Former Navy man sought on child porn charge

The Island County Prosecutor’s Office is going after a former Navy man suspected of possessing child pornography after the federal government declined to charge him.

The Island County Prosecutor’s Office is going after a former Navy man suspected of possessing child pornography after the federal government declined to charge him.

Prosecutors charged 36-year-old Dennis McCoy, a former sailor at Whidbey Island Naval Air Station, in Island County Superior Court June 29 with possession of depictions of a minor engaged in sexually explicit conduct.

On June 29, Judge Vickie Churchill authorized a $50,000 arrest warrant for McCoy.

Chief Criminal Prosecutor Colleen Kenimond said McCoy’s whereabouts are unknown since he left the Navy. His last known address was in Seminole, Fla.

Special Agent Don Johnston with the Naval Criminal Investigative Service handled the case. He wrote in his report that the investigation began in 2008 after Immigration and Customs Enforcement discovered that McCoy had purchased child pornography from a Russian website.

During an interrogation, McCoy admitted to paying $500 to gain access to the website, but that he was advised he would have to pay even more to actually see the child pornography, the report states. He admitted to looking at child pornography, but said he deleted the images from his computer, the special agent wrote.

Federal agents sent McCoy’s laptop and hard drive to the Defense Forensic Computer Laboratory for study. More than 2,000 images and 12 movie files of possible child pornography were recovered from the computer, the report states.

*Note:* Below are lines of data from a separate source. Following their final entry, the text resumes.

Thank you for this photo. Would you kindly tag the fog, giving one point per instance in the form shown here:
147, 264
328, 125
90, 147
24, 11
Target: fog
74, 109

Among those files, National Center for Missing and Exploited Children identified a total of 158 known images and 10 video files of child pornography on McCoy’s computer, the report states.

Kenimond said that the U.S. Attorney’s Office declined to charge McCoy. By the time the decision was made, McCoy had left the Navy and was no longer in the jurisdiction of military courts.

But Kenimond said that Prosecutor Greg Banks felt that McCoy should answer for the alleged crime that occurred on Whidbey Island, so he decided to prosecute.

If convicted of the charge, McCoy could face a standard sentencing range of a year to a year and two months in prison.